What must be done. Let it be done. Let me not resist. Let me allow You, the living God, to come and make the change. If i missed out everything and am still lost. Let me be lost in Your great love for me. With that i don't wanna understand everything. i just wanna let You do it in my life. Let me mean it dear God.

Monday, September 2, 2013

Bless the Lord

Your life starts changing when you understand pain and what it brings after going through the process that God wants to bring you through. Does it mean its not hard anymore? i dont think so. But i guess the difference is our focus and it really helps us to endure and move further than what we normally can push ourselves.

Jeremiah 17:9 - “The human heart is the most deceitful of all things, and desperately wicked. Who really knows how bad it is?

I think this verse is really making alot of sense as God begin to reveal what is in our hearts and what we think about each day. Often we get angry, disappointed, disgusted at what even our loved ones do and it really shocks me that when i look back seeing the thoughts i have towards them. God is indeed one who searches the deep things in our hearts and still He chooses to forgive us and love us. This love. Indeed it takes a lifetime to understand and to be embraced by it.

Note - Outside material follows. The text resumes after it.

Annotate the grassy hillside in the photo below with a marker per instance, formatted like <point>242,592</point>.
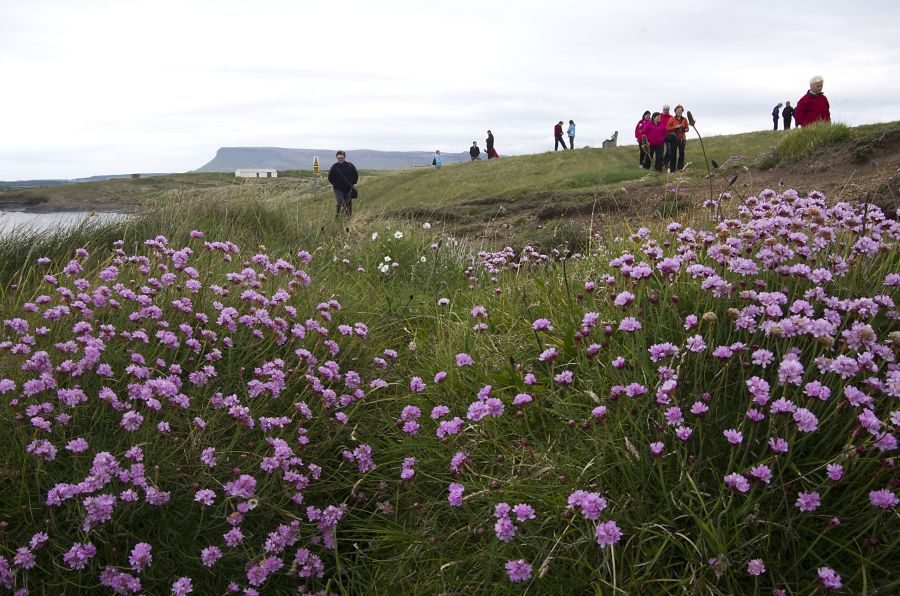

Something that is rather close to my heart nowadays is about resisting the Holy Spirit in my life. I felt that there are times where God stirred my heart to probably do this or that but because of fears/anxieties/self pity i find myself rejecting what God is trying to do through me and it often brings a sense of guilt and remorse after disobeying what God has placed in my heart. Surrender has become selective and songs can only remain as songs. There is just no more initmacy and trust that i can render to God and promises are no longer personal and what they are meant for.